Гвен пришлось взять на себя всю организацию, потому что, похоже, семьи у Шоукросса не было. Она трудилась не покладая рук, выкинув из головы мысли о прошлом, просто выполняя обязательства перед старым другом семьи – ко времени начала похоронной церемонии Гвен сама почти верила в это.
На похороны собралось не так много народа. Для этой цели Гвен открыла свой дом в Мейфейре. Она сделала все, чтобы церемония носила торжественный и пышный характер. К завершению дня она не чувствовала ни рук, ни ног.
Ее семья была в полном составе. Но куда девались многочисленные литературные друзья, о которых Эдди говорил с такой теплой небрежностью? Она написала всем известным людям. Так где же блистательные романисты, поэты-авангардисты, влиятельные издатели, титаны, с которыми, по словам Эдди, он неоднократно обедал?

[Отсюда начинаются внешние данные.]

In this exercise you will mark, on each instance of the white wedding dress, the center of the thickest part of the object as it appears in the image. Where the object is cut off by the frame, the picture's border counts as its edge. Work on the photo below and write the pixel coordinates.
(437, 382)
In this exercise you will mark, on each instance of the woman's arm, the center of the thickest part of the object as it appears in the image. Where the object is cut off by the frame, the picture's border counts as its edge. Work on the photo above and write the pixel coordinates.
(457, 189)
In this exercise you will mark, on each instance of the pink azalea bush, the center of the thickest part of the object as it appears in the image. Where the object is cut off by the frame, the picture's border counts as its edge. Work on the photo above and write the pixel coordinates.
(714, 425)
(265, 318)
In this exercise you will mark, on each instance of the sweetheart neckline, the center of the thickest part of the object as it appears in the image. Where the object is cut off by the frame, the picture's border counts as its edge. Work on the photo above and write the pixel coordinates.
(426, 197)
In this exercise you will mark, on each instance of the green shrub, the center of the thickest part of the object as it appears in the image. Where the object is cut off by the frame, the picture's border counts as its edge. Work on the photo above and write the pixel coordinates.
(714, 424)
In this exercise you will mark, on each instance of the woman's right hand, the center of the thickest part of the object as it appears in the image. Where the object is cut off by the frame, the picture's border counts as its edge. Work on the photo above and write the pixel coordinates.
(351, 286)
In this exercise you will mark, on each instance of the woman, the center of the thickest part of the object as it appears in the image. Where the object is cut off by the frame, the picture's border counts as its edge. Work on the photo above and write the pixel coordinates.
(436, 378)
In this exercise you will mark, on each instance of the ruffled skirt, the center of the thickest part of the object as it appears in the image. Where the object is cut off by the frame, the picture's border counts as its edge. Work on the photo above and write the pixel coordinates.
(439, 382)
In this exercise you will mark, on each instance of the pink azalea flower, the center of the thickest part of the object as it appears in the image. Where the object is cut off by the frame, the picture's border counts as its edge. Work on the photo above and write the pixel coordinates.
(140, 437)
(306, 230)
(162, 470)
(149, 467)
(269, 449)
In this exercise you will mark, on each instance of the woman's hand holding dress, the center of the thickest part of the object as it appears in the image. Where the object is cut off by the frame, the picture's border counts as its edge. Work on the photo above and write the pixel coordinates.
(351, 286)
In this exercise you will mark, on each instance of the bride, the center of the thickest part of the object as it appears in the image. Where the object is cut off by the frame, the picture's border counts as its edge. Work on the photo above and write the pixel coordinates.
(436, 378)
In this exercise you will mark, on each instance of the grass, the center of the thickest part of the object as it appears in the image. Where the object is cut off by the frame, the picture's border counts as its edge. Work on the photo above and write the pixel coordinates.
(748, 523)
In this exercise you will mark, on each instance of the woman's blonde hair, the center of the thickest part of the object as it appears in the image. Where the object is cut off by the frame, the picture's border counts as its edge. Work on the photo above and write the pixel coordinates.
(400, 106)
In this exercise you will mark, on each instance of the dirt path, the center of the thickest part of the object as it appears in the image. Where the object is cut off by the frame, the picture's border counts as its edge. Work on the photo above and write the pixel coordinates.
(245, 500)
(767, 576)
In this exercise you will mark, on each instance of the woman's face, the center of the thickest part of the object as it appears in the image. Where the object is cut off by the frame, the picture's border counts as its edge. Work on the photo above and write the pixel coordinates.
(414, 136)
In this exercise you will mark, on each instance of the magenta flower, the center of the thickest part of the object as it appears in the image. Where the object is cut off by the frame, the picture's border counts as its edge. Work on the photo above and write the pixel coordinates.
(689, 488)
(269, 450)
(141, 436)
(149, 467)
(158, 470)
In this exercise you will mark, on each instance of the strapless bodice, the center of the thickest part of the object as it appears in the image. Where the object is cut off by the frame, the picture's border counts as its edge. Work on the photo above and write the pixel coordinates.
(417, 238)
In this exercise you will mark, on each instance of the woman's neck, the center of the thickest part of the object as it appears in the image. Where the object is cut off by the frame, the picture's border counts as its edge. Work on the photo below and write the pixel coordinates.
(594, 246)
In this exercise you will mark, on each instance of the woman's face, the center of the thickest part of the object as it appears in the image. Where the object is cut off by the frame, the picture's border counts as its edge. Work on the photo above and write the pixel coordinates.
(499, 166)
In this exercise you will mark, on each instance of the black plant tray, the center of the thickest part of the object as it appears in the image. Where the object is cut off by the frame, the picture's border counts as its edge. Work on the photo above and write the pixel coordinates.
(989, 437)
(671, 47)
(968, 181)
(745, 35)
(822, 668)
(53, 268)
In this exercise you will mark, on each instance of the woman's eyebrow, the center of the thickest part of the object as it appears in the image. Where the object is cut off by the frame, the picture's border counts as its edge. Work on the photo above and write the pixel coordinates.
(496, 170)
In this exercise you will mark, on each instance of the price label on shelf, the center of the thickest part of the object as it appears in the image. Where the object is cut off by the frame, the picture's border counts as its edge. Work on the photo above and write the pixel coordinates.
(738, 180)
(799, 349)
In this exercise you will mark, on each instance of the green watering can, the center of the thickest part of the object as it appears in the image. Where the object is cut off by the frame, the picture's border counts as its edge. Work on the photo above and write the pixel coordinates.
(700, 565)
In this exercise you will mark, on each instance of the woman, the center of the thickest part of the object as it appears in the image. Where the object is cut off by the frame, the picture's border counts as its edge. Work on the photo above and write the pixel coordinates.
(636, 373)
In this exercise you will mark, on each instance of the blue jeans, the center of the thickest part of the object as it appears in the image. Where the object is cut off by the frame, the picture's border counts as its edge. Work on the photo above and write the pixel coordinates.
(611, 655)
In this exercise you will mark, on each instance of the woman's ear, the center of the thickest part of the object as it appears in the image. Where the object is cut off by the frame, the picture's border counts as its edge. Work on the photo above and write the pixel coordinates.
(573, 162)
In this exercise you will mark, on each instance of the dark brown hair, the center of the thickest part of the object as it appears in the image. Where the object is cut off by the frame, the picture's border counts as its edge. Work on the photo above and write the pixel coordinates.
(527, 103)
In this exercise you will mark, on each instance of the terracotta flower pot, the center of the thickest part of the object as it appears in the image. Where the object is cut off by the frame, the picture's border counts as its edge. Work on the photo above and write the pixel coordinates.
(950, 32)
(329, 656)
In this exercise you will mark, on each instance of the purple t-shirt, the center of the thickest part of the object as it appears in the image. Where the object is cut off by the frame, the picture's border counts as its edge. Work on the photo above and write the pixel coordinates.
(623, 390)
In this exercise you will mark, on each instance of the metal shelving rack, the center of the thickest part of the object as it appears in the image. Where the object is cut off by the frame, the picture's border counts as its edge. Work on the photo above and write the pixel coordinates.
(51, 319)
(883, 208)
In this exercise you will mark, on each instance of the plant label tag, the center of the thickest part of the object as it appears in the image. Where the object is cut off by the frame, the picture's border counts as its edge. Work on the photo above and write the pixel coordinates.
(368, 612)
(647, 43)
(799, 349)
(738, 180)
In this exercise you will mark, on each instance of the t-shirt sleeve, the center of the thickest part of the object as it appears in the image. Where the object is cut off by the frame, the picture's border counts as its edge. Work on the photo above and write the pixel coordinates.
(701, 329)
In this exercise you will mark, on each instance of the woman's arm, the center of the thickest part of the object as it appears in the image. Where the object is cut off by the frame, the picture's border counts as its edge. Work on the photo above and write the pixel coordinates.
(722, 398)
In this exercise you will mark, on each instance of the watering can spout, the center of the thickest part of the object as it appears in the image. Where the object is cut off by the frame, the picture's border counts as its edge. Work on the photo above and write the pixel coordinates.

Никто не появился. Искусство было представлено Джарвисом с его галстуком цвета лаванды, который торопливо покинул церемонию, а также молодым американцем, представившимся как Хитчингс. По его словам, он представлял нью-йоркский журнал. Дыхание его пахло виски.
По возвращении в гостиную в Мейфейре, Гвен обвела взглядом смущенное сборище. Она готова была заплакать от жалости и унижения. Небольшая смущенная группка: ее собственная семья, невеста Мальчика Джейн Канингхэм, Мод, сэр Монтегю Штерн. Тут же была Констанца, которая зябла, и из носа у нее текло. Здесь же был студент с грустными глазами, который снимал квартиру в том же доме в Блумсберри, что и Шоукросс. И некая пожилая вдова, имени которой Гвен не разобрала и которая утверждала, что когда-то представила Шоукросса некоему издателю. Появился и представитель юридической конторы: тощий молодой человек в поношенном черном костюме, который никогда раньше лично не встречался с Шоукроссом.
Гвен, чувствуя, что у нее кончаются силы, отвела клерка в сторону. Молодой человек перечислил некоторые не самые веселые факты. Похоже, что после смерти жены Шоукросс решился составить завещание: его наследницей была Констанца. Тем не менее Шоукросс практически ничего не оставил дочери. Его банковский счет был исчерпан; хозяин квартиры и портной настоятельно требовали уплаты долгов. Все, что Констанца может унаследовать, откровенно заметил молодой человек, это книги отца, его личные вещи и кучу долгов. Возникли и другие проблемы. Конечно, конторой проведены тщательные розыски: выяснилось, что у Шоукросса нет ближайших родственников. Родители его скончались, братьев и сестер у него не было; единственными оставшимися в живых родственниками оказались сестра его матери и ее муж, которые держали небольшое дело в Солихалли.
– В Солихалли? – Гвен практически не представляла себе, где это, но в любом случае название ей не понравилось.
С этими родственниками удалось установить связь, продолжил худой молодой человек, поправляя перекосившийся пожелтевший воротничок. Они выразили свое сожаление и попросили передать сочувствие ребенку, тем не менее они не могут взять на себя ответственность за ребенка, которого к тому же никогда не видели.
Гвен оскорбилась. Ее возмутил и сам молодой человек, на воротничке рубашки которого ясно виднелась торговая марка и у которого прыгало адамово яблоко, когда он говорил. Ей не понравилось, как он обращался к ней, словно катая на губах ее титул. Ей решительно не понравилось, как он обшаривал глазами ее библиотеку и подбор книг. Гвен умела изображать надменность: она пренебрежительно смерила взглядом молодого человека. Она дала понять, что не хочет и слышать о жестокосердных родственниках и не самых лучших условиях их существования; она обошла молчанием вопрос об их ерундовых затратах, которые, в чем она не сомневалась, были бы компенсированы. И в завершение она вообще отказалась обсуждать вопрос о Констанце.